Recentemente il governo Italiano (Miur) ci ha invitato come scuola a offrire un contributo sull’innovazione dei programmi scolastici: credo che “non chiudere gli occhi” potrebbe essere non tanto uno slogan di una campagna, ma il concetto al centro dello spirito della scuola in Europa, vista la grave miopia umana e strategica dei suoi governanti. Un’Europa che fino a pochi anni fa non esitavo a definire con orgoglio “sociale”, ha creato un accordo con la Turchia dove c’è la volontà politica di subappaltare il problema dei rifugiati e di creare muri, di spostare il problema invece che risolverlo. Di chiudere gli occhi e tenerlo lontano, appunto.
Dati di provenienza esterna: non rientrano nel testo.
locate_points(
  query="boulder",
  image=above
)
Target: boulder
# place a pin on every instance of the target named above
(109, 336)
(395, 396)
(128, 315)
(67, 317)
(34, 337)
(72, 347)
Nella testimonianza di Kostas, come in quella di tutti coloro che lavorano nel settore emerge, oltre alla necessaria professionalità e “diligenza operativa”, la necessaria resistenza alla frustrazione, alla gestione dell’imprevedibile, con anche il ritirarsi quando serve: come quando ti arrivano nel campo guerriglieri armati per requisire tutto minacciando noi e la vita delle stesse persone che stiamo cercando di aiutare… “Non si può piagnucolare, bisogna rialzarsi e ripartire”.

In un recente incontro, Tommaso Urbani, un nostro ex-studente che lavora ora come logista in Sud Sudan nell’emergenza umanitaria, ha raccontato come per far partire un cargo siano necessarie mille autorizzazioni, a volte trattare con le tribù locali, sperare in condizioni meteo non ostative, e alla fine veder saltare tutto a causa… Delle mucche che hanno invaso la pista.

Nelle mie parole direi che la forza è data dal sogno che ci fa resistere alla paura e agli artigli della realtà. Kostas trova un’espressione molto bella quando dice, che, semplicemente “è la realtà stessa che ti spinge avanti“. Se c’è una espressione che caratterizza i professionisti del nonprofit rispetto ai colleghi delle aziende è quella di Terenzio: “Homo Sum. Nihil humani a me alienum puto”. Per noi la vita e la “carriera” non sono solo “nostre”: sono anche, e soprattutto, al servizio di chi ne ha più bisogno. E’ insieme a loro che sogniamo il futuro, perché un futuro deve esserci, per tutti.